Many of the concepts that I learned about in Models of Disease have really lasted. It sparked some of the work we did in my postdoc, which led to a next step and the next step after that. I never would have predicted that we would be doing what we’re doing now, when I was taking the course.

So your MoD experience really shaped, at some level, your research track – very cool. As a young investigator in that clinic-to-lab transitional stage, what stood out for you?

It can be so hard to know what’s next at that stage. You’re coming out of this clinical environment that’s fairly structured. For many folks, how could you possibly know what you want to do? You might know which field you want to work in, but how can you get a sense of the full breadth of what’s going on around you? The MoD course works hard to give people a sense of the breadth of science. It helps people make connections.

Part of it was also just seeing people being fearless and hearing what you need to do as a clinician-scientist. Asking us: What is the most important question you can answer? The most clinically relevant? The most fundamental biological question? Whatever that is, take that and run with it. Really try to answer that question.

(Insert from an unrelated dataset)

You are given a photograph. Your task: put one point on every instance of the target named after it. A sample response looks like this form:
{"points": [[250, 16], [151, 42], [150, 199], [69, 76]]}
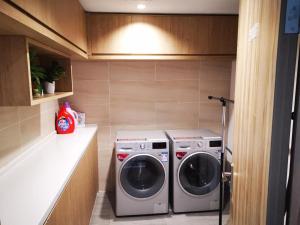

For me, the question has been: What drives these super-malignant pediatric cancers? And how can we disrupt that in a way that’s minimally toxic and maximally beneficial? Much of that was inspired by the Models of Disease course. It’s been really cool to build on that base.

I still talk with several folks who were in my MoD class. We trade grant drafts and manuscripts to get each other’s opinions. I’m getting feedback on whether they think something is really a big problem or if we’re answering a question properly. It’s a whole community of people who aren’t directly in my field, specialists in cardiology or endocrinology or genetics. It’s great.